Base model: Qwen2.5‑VL‑7B
Input: Browser screenshots + action history + recent user messages
Output: Reasoning text + tool invocation (`click(x,y)`, `type()`, `visit_url()`…)
Training method: Supervised fine‑tuning (observe–think–act sequences)
No reinforcement learning used.

---

Evaluation

Benchmarks

WebVoyager
Online‑Mind2Web
DeepShop
WebTailBench (Microsoft‑created, real‑world tasks)

Testing uses BrowserBase for standardized sessions.

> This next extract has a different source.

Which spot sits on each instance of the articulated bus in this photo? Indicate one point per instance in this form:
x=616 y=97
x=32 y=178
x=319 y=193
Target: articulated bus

Result: Fara‑7B consistently outperforms comparable models, including some larger ones.

Performance Table

|---------------|------------|-----------------|----------|--------------|

| SoM Agent (GPT‑4o) | 65.1 | 34.6 | 16.0 | 30.0 |

| GLM‑4.1V‑9B‑Thinking | 66.8 | 33.9 | 32.0 | 22.4 |

| OpenAI computer‑use | 70.9 | 42.9 | 24.7 | 25.7 |

| UI‑TARS‑1.5‑7B | 66.4 | 31.3 | 11.6 | 19.5 |

| Fara‑7B | 73.5 | 34.1 | 26.2 | 38.4 |

---

Safety Measures

Principles

Transparency
User control
Sandboxed execution

Built‑in Protections:

Stops at Critical Points for explicit consent
High refusal rates for harmful tasks (82% in WebTailBench‑Refusals)
Microsoft red‑teaming on jailbreaks, prompt injections, unsafe outputs

Logging & Auditability: All actions logged for user review.

---

How to Use

Access:

Microsoft Foundry
Hugging Face
Try via Magentic‑UI (inference code provided)
Download for Copilot+ PCs in the VSCode AI Toolkit (NPU acceleration supported)

---

Looking Ahead

Goal: Build stronger on‑device CUAs via improved multimodal bases and reinforcement learning.
Early release focuses on community feedback and real‑world experimentation.
For contribution opportunities: Open roles at AI Frontiers.

---

Acknowledgements

Thanks to all contributors across engineering, research, and deployment teams who made Fara‑7B possible and brought it to Copilot+ PCs.

---

Tip for Creators: Combine Fara‑7B workflows with multi‑platform publishing via AiToEarn to maximize efficiency and monetization across major social and content networks, supported by integrated analytics and model ranking tools.